In the present study, we found that intravitreal transplantation of OPCs protected RGCs from glaucoma-induced death in vivo, but only after the engrafted cells had been activated by concomitant stimulation of inflammatory cells. Impressively, a single injection of OPCs was found to protect neurons from an insult delivered 8 weeks later. Analysis of data from control groups revealed that inflammation alone did not mitigate RGC loss, as OPCs were found to protect significantly more axons than treatment with zymosan-containing vehicle alone. Thus, we can infer that engrafted OPCs were responsible for reducing RGC loss, rather than neuroprotection arising as a side effect of inflammatory processes. This is a key point, as cytokine-activated astrocytes can support injured neurons
29 and ocular inflammation, including that triggered by intravitreal delivery of zymosan, can potentiate axonal regeneration in the optic nerve.
28 30 31 32 However, inflammatory stimulation was necessary to elicit OPC-mediated neuroprotection as we also found that naïve OPCs injected into the eye did not alleviate glaucomatous neurodegeneration.

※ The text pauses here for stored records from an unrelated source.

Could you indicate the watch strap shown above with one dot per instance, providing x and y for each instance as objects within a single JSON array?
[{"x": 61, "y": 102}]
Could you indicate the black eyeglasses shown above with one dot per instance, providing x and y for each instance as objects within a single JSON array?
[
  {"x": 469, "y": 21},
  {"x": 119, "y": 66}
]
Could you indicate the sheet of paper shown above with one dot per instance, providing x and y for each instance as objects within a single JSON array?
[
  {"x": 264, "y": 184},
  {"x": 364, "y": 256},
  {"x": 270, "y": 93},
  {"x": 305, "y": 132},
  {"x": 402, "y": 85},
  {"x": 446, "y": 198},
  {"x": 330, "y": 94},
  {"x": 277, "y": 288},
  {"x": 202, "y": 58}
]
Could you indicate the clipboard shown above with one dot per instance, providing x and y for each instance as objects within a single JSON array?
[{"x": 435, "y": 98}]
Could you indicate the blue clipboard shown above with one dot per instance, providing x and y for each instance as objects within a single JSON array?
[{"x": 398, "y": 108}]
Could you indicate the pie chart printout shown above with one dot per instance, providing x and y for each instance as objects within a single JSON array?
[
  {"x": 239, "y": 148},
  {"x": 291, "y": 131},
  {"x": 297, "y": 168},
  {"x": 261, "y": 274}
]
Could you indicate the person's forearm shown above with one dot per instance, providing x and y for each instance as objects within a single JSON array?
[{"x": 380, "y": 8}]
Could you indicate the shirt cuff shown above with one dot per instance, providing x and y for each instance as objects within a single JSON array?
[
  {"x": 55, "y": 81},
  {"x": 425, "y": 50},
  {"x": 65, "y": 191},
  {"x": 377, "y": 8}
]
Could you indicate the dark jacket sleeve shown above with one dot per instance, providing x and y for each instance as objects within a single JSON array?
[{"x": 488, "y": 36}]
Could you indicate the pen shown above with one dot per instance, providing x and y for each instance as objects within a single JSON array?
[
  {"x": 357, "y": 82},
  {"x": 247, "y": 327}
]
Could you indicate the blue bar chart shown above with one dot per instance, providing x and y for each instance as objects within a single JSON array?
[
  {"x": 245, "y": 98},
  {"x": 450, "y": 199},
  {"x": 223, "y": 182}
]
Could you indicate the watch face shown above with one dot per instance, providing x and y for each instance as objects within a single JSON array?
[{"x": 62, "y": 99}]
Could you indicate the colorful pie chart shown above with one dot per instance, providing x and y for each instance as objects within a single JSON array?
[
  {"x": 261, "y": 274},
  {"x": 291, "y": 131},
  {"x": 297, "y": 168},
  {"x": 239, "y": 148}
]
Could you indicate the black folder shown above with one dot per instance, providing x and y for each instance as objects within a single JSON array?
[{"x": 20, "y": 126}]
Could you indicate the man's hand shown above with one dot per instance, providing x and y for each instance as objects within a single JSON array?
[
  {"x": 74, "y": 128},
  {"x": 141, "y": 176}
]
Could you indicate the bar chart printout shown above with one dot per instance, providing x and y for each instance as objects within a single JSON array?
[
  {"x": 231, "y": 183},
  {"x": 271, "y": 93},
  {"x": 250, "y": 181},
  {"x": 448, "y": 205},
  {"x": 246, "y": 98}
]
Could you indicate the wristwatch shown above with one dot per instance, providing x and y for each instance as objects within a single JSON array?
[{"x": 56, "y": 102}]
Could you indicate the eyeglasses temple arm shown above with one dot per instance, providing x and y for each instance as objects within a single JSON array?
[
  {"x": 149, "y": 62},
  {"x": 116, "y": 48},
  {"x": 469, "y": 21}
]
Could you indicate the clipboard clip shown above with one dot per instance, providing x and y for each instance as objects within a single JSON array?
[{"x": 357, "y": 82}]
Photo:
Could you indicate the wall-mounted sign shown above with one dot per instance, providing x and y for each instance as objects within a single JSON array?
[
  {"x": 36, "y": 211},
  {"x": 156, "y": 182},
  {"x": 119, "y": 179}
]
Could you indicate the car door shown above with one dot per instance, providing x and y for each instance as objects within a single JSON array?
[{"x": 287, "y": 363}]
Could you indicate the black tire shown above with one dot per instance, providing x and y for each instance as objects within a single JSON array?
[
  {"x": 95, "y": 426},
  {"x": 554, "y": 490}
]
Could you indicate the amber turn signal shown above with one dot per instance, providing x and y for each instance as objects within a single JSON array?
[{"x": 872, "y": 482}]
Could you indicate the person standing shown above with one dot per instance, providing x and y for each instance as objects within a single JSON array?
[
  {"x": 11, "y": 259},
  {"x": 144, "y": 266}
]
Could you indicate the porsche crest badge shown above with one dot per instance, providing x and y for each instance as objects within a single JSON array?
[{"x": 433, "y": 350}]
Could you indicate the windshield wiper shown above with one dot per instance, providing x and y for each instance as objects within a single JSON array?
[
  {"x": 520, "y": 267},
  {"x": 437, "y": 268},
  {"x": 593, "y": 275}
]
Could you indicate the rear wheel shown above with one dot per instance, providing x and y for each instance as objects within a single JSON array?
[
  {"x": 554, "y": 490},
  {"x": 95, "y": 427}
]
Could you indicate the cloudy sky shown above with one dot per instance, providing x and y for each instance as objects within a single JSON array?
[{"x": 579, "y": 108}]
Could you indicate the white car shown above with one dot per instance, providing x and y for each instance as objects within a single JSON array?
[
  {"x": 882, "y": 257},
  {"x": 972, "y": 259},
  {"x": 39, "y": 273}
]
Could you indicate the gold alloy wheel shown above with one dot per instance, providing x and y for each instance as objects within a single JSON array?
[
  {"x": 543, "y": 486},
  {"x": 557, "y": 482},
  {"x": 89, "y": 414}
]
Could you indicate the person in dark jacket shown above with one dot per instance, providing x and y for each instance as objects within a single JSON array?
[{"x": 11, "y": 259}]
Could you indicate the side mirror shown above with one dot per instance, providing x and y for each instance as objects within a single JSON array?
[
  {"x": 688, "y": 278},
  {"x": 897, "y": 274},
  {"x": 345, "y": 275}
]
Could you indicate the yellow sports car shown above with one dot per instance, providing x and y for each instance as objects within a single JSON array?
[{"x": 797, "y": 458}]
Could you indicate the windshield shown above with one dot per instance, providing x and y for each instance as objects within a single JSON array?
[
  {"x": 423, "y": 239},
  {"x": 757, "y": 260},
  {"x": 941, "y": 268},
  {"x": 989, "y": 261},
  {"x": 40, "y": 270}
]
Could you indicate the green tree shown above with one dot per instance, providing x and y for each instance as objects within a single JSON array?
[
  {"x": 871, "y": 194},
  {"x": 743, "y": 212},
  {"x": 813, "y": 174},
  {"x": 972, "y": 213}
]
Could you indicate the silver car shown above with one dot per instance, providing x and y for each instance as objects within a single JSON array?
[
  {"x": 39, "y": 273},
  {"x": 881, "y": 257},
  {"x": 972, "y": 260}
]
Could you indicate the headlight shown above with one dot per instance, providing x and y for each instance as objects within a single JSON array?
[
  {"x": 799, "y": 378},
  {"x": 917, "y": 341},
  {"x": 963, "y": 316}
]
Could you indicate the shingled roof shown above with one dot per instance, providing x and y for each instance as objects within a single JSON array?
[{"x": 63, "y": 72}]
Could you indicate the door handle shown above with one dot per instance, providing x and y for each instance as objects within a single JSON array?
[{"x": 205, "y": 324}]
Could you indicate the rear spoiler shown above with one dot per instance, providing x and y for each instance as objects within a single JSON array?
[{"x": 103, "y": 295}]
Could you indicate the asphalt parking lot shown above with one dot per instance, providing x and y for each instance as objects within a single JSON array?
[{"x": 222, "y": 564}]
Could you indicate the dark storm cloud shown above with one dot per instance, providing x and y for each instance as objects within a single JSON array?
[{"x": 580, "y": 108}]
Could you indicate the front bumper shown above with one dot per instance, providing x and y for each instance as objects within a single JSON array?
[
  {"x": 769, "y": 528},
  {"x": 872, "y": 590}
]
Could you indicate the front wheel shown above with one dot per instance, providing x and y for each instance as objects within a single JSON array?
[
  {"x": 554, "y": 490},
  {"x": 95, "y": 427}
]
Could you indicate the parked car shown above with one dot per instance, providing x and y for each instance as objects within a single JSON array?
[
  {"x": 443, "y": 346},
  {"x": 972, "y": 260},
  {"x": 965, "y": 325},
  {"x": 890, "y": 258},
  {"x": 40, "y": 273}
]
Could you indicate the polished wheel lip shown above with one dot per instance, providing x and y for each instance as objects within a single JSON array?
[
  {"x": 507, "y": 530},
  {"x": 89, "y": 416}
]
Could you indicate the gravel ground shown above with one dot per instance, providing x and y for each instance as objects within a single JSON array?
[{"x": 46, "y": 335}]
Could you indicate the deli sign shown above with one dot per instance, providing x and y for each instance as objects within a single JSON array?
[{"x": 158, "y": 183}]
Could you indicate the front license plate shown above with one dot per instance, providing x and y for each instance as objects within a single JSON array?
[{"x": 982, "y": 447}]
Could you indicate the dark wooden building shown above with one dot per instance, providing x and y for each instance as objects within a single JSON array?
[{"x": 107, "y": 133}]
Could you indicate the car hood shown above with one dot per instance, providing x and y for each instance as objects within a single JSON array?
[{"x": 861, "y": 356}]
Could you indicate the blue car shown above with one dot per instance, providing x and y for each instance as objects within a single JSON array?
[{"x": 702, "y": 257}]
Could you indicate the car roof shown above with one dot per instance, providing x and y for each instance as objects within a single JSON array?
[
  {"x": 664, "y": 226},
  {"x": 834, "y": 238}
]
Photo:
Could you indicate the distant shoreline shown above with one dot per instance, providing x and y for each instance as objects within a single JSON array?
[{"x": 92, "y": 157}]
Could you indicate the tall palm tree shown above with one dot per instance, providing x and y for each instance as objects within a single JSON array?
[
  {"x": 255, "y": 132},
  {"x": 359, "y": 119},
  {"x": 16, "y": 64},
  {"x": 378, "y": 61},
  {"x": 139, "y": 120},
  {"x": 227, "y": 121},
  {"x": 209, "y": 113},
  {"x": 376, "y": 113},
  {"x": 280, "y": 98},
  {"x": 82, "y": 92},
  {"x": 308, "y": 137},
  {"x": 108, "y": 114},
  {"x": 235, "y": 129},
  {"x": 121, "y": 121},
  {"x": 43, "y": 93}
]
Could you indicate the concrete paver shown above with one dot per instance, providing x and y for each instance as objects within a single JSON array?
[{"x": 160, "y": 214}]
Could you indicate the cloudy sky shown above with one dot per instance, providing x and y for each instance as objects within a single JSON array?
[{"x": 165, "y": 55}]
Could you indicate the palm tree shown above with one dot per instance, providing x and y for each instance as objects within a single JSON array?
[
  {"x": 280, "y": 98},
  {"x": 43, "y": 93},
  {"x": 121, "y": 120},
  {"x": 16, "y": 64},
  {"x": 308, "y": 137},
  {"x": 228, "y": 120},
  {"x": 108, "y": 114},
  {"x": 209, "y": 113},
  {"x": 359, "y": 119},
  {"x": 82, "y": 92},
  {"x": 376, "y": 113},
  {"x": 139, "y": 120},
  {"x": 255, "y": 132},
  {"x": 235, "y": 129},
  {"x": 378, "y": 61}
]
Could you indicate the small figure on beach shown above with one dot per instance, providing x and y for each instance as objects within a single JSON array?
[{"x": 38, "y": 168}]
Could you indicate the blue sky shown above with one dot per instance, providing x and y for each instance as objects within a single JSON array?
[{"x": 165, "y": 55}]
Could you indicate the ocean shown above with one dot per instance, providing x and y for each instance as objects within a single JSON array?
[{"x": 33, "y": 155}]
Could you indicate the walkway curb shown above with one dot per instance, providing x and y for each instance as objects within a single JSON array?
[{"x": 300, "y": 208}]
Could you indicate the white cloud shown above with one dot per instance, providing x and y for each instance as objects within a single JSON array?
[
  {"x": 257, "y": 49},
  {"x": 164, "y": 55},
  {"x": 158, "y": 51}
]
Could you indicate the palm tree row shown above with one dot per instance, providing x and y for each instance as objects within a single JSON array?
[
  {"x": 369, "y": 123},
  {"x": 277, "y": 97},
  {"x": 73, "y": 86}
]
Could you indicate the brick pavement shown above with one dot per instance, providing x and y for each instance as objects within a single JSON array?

Together, these results indicate that neuroprotection was mediated by the engrafted OPCs and it was triggered by a signal, or signals, transmitted by reactive immune cells. It seems unlikely that OPCs responded directly to zymosan given they appear to lack TLR2, the innate receptor responsible for detecting zymosan, and failed to respond to zymosan exposure in vitro. This conclusion supports other reports that stimulation of inflammatory cells can influence OPC behavior in vivo.
18 33 34 35 36 In contrast to OPCs, microglia expressed TLR2 and its downstream effector TNFα, as reported previously.
24 37 Given the plethora of factors secreted by activated immune cells, it is likely that OPC activation was communicated via a diffusible signal. However, it is also possible that the signal was contact-mediated, as invading inflammatory cells were observed close to engrafted cells. The factors that promote activation of OPCs by inflammatory cells are yet to be fully elucidated, but may involve reactivation of an earlier developmental phenotype.
38 Identification of this signaling cascade may have important implications in the treatment of demyelinating diseases, such as multiple sclerosis, as inflammation appears to play a key role in triggering remyelination by endogenous OPCs.
33 39 40 41 Such a discovery may also facilitate exploitation of OPCs for future stem cell based therapies in neurodegenerative diseases.